As formas que hoje sobrevivem no pnp são
arcaísmos, quer dizer, formas que eram
utilizadas antigamente mesmo na língua culta e
que foram substituídas por outras formas mais
próximas do original grego.



MALINCULIA

Antonino Sales

1 Malinculia, Patrão,

2 É um suspiro maguado

3 Qui nace no coração!

4 É o grito safucado

5 Duma sodade iscundida

6 Qui nos fala do passado

7 Sem se torná cunhicida!

8 É aquilo qui se sente

9 Sem se pudê ispricá!

10 Qui fala dentro da gente

11 Mas qui não diz onde istá!

12 Malinculia é tristeza

13 Misturada cum paxão,

14 Vibrando na furtaleza

15 Das corda do coração!

16 Malinculia é qui nem

17 Um caminho bem diserto

18 Onde não passa ninguém...

19 Mas nem purisso, bem perto,

20 Uma voz misteriosa

21 Relata munto baxinho

22 Umas história sodosa,

23 Cheias de amô e carinho!

24 Seu moço, malinculia

25 É a luz isbranquiçada

26 Dos ano qui se passô...

27 É ternura... é aligria...

28 É uma frô prefumada

29 Mudando sempre de cô!

30 Às vez ela vem na prece

31 Qui a gente reza sozinho.

32 Otras vez ela aparece

33 No canto dum passarinho,

34 Numa lembrança apagada,
35 No rumance dum amô,
36 Numa coisa já passada,
37 Num sonho que se afindô!
38 A tá da malinculia
39 Não tem casa onde morá...
40 Ela veve noite e dia
41 Os coração a rondá!
42 Não tem corpo, não tem arma,
43 Não é home nem muié...
44 E ninguém lhe bate parma
45 Pru caso de sê quem é!
46 Ela se isconde num bejo
47 Qui foi dado há muntos ano...
48 Malinculia é desejo,
49 É cinza de disingano,
50 Malinculia é amô
51 Pulo tempo sipurtado,
52 Malinculia é a dô
53 Qui o home sofre calado
54 Quando lhe vem à lembrança
55 Passages da sua vida...
56 Juras de amô... isperança...
57 Na mucidade culhida!
58 É tudo o que pode havê
59 Guardado num coração!
60 É uma histora que se lê
61 Sem forma de ispricação!
62 Pruquê inda vai nacê
63 O home, ou mermo a muié,
64 Capacitado a dizê
65 Malinculia o qui é!!!



Que a melancolia lhes seja suave!

Abraço do tesco.


7 comentários:

Daniel Savio disse...

Não savia que havia variações regionais sobre a palavra melancolia, mas a poesia que você apresentou, parece um pouco dos repentitas do Nordeste...

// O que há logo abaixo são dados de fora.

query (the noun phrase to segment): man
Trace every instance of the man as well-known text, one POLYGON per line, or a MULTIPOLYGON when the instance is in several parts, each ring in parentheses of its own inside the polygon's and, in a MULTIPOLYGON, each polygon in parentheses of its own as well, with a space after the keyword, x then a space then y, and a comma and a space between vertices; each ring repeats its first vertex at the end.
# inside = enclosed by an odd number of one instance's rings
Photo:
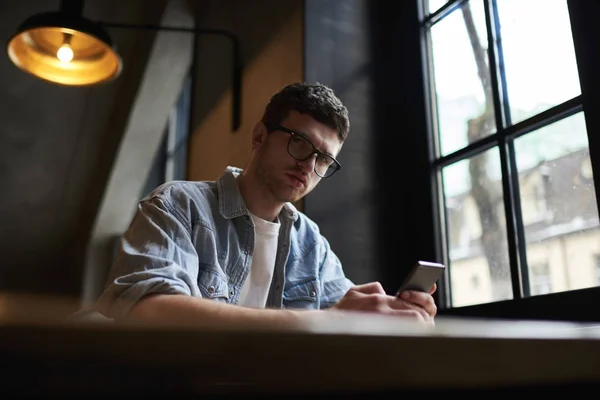
POLYGON ((318 226, 292 203, 330 178, 350 128, 321 84, 273 95, 244 170, 170 182, 143 199, 98 311, 109 318, 293 324, 314 313, 375 312, 433 323, 431 293, 354 285, 318 226))

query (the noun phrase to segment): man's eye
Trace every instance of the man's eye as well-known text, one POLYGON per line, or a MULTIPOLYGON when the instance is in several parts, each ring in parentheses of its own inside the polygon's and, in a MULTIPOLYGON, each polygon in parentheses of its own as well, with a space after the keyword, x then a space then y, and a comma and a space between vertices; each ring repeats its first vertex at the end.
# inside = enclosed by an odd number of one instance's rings
POLYGON ((327 156, 319 157, 319 163, 321 163, 323 165, 330 165, 332 162, 333 162, 333 160, 327 156))

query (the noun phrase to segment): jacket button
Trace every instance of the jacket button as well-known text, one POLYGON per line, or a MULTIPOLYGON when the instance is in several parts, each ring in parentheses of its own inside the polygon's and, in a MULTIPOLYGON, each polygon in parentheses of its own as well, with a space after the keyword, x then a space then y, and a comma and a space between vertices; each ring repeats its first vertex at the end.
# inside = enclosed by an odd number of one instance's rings
POLYGON ((233 295, 234 295, 234 294, 235 294, 235 290, 231 289, 231 290, 229 291, 229 295, 233 297, 233 295))
POLYGON ((208 288, 208 293, 214 293, 215 292, 215 287, 214 286, 210 286, 208 288))
POLYGON ((315 292, 314 290, 310 292, 310 297, 317 297, 317 292, 315 292))

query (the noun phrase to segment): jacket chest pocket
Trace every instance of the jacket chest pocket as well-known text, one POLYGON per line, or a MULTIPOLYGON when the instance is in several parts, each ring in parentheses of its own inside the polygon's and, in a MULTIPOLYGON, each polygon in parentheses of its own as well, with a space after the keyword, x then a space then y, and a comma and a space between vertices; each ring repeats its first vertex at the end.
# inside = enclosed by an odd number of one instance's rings
POLYGON ((226 302, 229 300, 229 285, 227 277, 213 269, 198 271, 198 287, 205 299, 226 302))
POLYGON ((318 309, 319 284, 317 278, 286 283, 283 291, 283 307, 318 309))

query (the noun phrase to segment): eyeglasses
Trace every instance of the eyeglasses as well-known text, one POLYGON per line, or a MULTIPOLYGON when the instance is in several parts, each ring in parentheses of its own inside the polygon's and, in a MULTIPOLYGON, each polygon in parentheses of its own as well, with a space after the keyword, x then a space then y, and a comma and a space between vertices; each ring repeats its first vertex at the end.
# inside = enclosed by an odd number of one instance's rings
POLYGON ((290 135, 287 151, 296 160, 305 161, 312 157, 313 154, 316 154, 315 173, 321 178, 329 178, 342 168, 342 165, 335 158, 317 149, 303 134, 294 132, 281 125, 266 123, 265 126, 269 132, 281 131, 290 135))

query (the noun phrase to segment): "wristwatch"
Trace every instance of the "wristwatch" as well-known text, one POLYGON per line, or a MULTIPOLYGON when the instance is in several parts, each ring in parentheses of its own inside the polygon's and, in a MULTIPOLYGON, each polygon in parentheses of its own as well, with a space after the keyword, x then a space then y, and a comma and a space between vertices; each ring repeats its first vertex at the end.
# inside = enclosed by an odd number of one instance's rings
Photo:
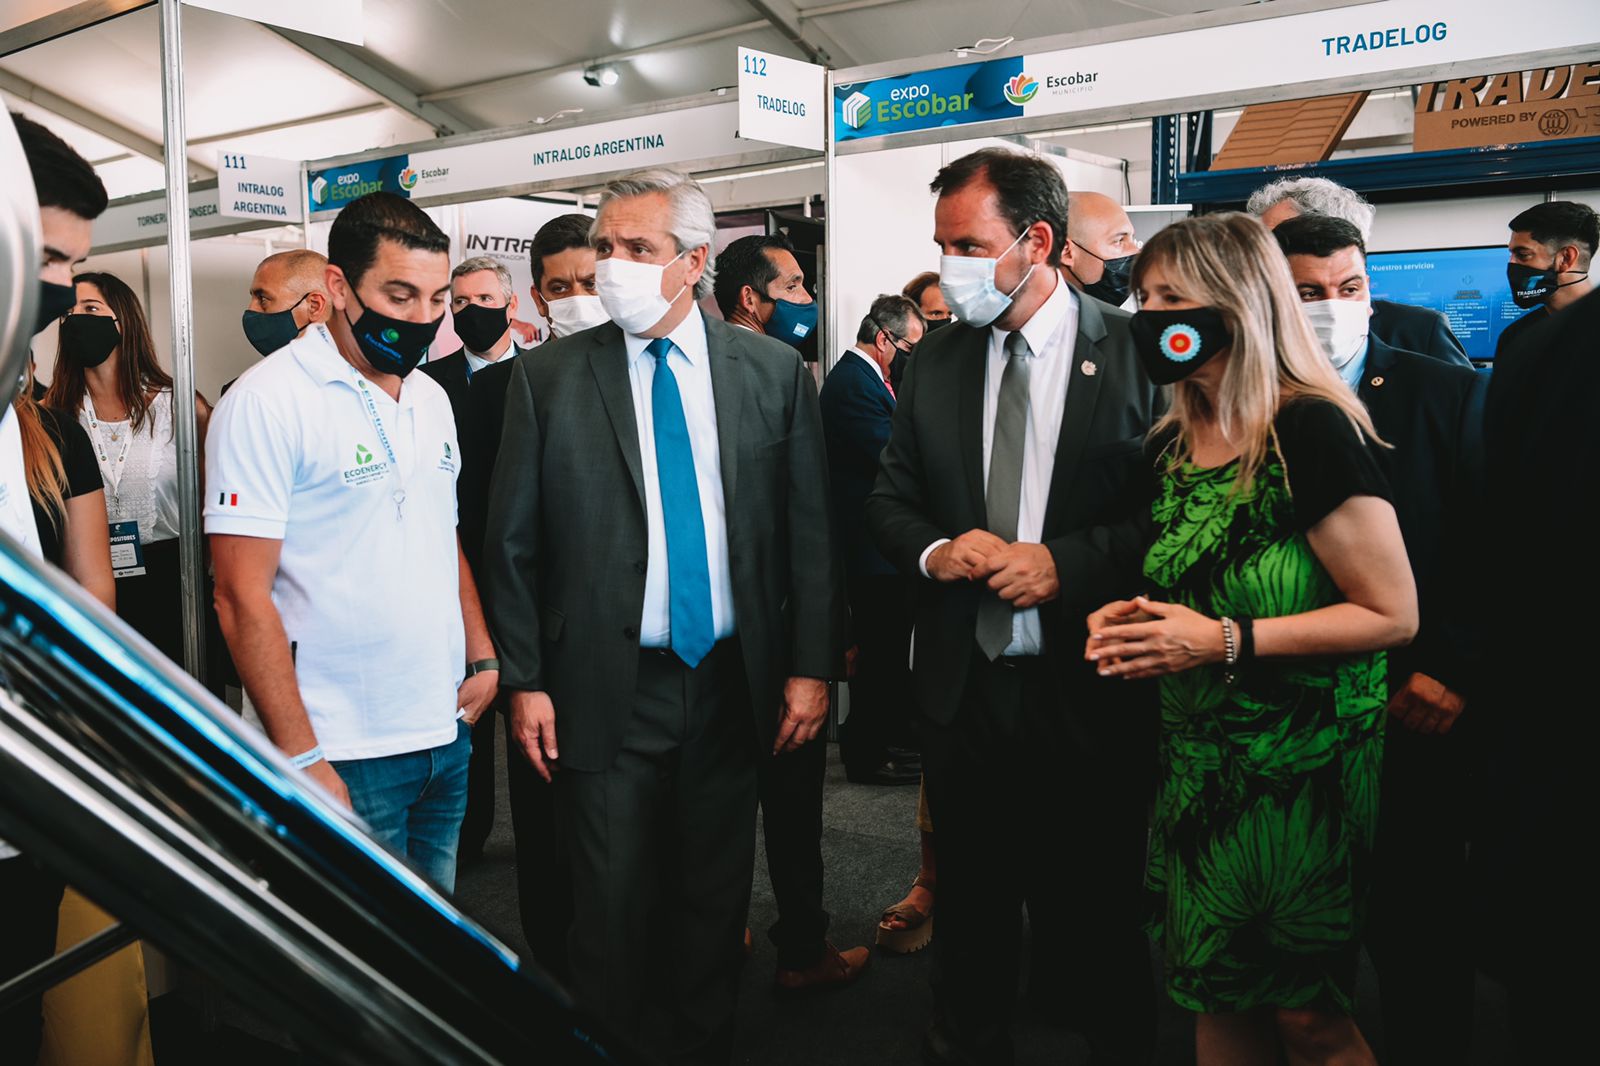
POLYGON ((499 673, 499 671, 500 671, 500 660, 499 659, 479 659, 477 662, 471 662, 471 663, 467 664, 467 676, 468 677, 477 677, 479 674, 488 673, 490 670, 493 670, 496 673, 499 673))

Fique com Deus, menino Tesco.
Um abraço.

Clenes Calafange disse...

Tio, foi ótimo esse resgate sobre a origem da palavra melancolia. Muito interessante.

Anônimo disse...

Interessantíssimo, Tesco!!!

Acho que para exprimir poesia tem que se ter alma sensível.

Beijo

Inglês Rápido e Descomplicado disse...

tem muitas coisas que aprendo aqui! Tio é cultura! (muuita!!!!!!!)
beijo!

Inglês Rápido e Descomplicado disse...

tem muitas coisas que aprendo aqui! Tio é cultura! (muuita!!!!!!!)
beijo!

hiscla disse...

Adoro Etmologia!
Ajuda entender as coisas, né?
mas desta vez vc foi otimo!
sempre aprendo com vc, Tesco!

Magna Santos disse...

Muito bom, Roberto! Adorei o estudo da palavra e também o poema matuto. Gosto deste estilo. Tanto que cheguei a ir em Assaré, um ano antes do Patativa falecer. Ele nos recebeu muito bem.
Abraço.
Magna
Obs.: publiquei em Sementeiras algo que vai lhe parecer familiar...sobre uma borboletinha.